La population grecque et russe du petit village de Karani, placée dans une gorge au milieu de nos camps, peut surtout fournir aux littérateurs russes qui voudraient écrire sur cette campagne des preuves sans nombre de la générosité française. Entassée dans quelques chétives maisons, cette population était en proie à toutes les misères, et la fièvre typhoïde décimait ses habitans. L’état-major français leur faisait distribuer régulièrement des vivres ; on y avait envoyé un détachement pour veiller sur leurs propriétés, et des médecins pour les soigner. Une famille entre autres avait en peu de jours perdu tous ses grands parens. Une jeune fille de seize ans, atteinte du typhus, et quatre enfans en bas âge, dont deux malades, restaient abandonnés dans une misérable cabane. Le lieutenant qui commandait le détachement désigna un soldat pour aller veiller sur cette famille. Le brave homme s’établit dans la cabane, d’où l’on venait d’enlever quatre cadavres. Il se fit garde-malade de la jeune fille et des enfans, il les soigna jour et nuit, et lorsque la jeune fille au bout de quelques jours eut rejoint ses parens dans la tombe, il resta l’ange tutélaire des malheureux enfans. J’allais souvent les visiter, et j’ai vu plus d’une fois le soldat occupé à préparer le repas des enfans. Il les peignait, les lavait et les habillait comme eût pu le faire la nourrice anglaise la plus soigneuse. Lorsque le temps devint plus doux, il les promenait et les amusait en leur chantant des chansons en patois auvergnat, la seule langue qu’il sût, et cependant son ingénieuse charité lui avait appris à se faire comprendre par les enfans et à deviner lui-même leurs besoins. Ceux-ci au moins, en grandissant, n’oublieront pas, il faut espérer, leur sauveur, et ceux qui au plus fort de l’épidémie allaient leur porter des secours et des consolations.

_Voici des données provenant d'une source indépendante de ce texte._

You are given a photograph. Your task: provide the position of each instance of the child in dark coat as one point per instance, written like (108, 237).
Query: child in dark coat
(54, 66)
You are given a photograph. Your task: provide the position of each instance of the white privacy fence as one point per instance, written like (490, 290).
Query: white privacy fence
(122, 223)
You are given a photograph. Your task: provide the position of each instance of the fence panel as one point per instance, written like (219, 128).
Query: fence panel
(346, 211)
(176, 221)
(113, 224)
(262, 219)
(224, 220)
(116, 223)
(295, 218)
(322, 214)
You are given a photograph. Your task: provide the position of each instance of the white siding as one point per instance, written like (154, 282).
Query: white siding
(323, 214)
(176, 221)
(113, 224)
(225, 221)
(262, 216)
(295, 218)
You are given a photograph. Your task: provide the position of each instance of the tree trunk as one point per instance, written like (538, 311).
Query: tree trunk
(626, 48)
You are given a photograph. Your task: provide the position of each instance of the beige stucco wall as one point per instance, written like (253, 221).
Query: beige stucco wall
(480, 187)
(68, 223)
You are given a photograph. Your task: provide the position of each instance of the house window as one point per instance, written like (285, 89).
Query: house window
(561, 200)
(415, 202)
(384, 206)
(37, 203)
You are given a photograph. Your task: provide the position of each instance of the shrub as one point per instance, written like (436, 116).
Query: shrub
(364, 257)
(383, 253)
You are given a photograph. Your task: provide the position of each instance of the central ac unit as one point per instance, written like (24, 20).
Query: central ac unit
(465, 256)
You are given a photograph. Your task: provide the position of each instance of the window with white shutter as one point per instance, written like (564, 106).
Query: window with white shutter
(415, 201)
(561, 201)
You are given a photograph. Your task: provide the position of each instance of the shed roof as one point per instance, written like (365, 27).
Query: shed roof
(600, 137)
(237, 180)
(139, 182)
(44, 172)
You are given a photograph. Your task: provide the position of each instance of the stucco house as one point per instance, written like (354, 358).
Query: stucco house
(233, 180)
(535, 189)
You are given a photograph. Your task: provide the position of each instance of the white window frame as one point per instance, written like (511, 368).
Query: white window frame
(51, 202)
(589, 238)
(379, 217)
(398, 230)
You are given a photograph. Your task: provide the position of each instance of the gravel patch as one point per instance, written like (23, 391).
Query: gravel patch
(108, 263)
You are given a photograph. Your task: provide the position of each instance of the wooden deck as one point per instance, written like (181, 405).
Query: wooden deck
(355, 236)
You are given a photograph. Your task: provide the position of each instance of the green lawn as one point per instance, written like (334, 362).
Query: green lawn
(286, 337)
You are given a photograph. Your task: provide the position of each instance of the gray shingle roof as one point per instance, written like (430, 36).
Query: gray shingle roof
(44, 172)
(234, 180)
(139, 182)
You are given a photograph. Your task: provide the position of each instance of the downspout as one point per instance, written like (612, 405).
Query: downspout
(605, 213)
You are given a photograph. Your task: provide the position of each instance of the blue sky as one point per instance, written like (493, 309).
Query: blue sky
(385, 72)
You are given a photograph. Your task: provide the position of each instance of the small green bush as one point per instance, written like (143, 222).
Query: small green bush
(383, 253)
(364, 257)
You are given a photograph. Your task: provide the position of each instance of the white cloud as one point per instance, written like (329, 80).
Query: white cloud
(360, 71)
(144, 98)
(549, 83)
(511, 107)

Je puis, en terminant cette lettre, dire avec orgueil et citer comme un des traits les plus remarquables de cette longue et laborieuse campagne que pendant tout le temps de mon séjour à l’armée, à Varna comme en Crimée, pas un agent ou espion grec, russe ou tartare, n’a été fusillé. Dans la crainte de se tromper et de condamner les gens sans preuves suffisantes, on se bornait à mettre ceux qui étaient suspects dans l’impossibilité de nuire à l’armée, en les expédiant à Constantinople ou en France, où ils étaient traités avec humanité.

Aujourd’hui les prisonniers russes sont déjà revenus dans leur patrie. Ne pouvant incriminer aucun de nos actes, citer un seul fait contraire aux droits de la guerre reconnus par les nations civilisées, quelques-uns d’entre eux publient nos moindres paroles, les propos les plus insignifians, qui, tronqués ou mal rendus, prennent sous leurs plumes un sens qui était loin de notre esprit et bien plus loin encore de notre cœur.

Que ces terribles interrogatoires que je leur ai fait subir leur servent de titres à des faveurs, tant mieux pour eux ! Je ne veux pas scruter leurs réponses ni contester leur patriotisme. Ils iront peut-être, en récompense de leurs services, surveiller dans les citadelles, dans les déserts et les mines de Sibérie, des milliers de prisonniers polonais qui y gémissent depuis plus d’un quart de siècle. Qu’ils se rappellent que ces prisonniers étaient de vaillans soldats, qu’ils ont appartenu à l’une des plus belles armées de l’Europe, et dont le nom cependant est effacé aujourd’hui des fastes militaires. Ils ont été, eux aussi, animés du plus pur patriotisme, et ont héroïquement combattu pour l’indépendance et les libertés de leur pays, garanties par des traités solennels. Qu’ils montrent à leur égard, lorsqu’ils seront leurs gardiens, les sentimens d’humanité et de générosité dont ils ont éprouvé eux-mêmes les effets dans les camps de l’armée française, car, j’en suis sûr, beaucoup d’entre eux, lorsqu’ils seront loin de l’œil de leurs chefs, béniront le nom français et porteront toujours au fond de leur âme un souvenir reconnaissant de leur séjour au milieu de nos camps.


Tanski,



  1. Dans sa livraison du 15 août dernier.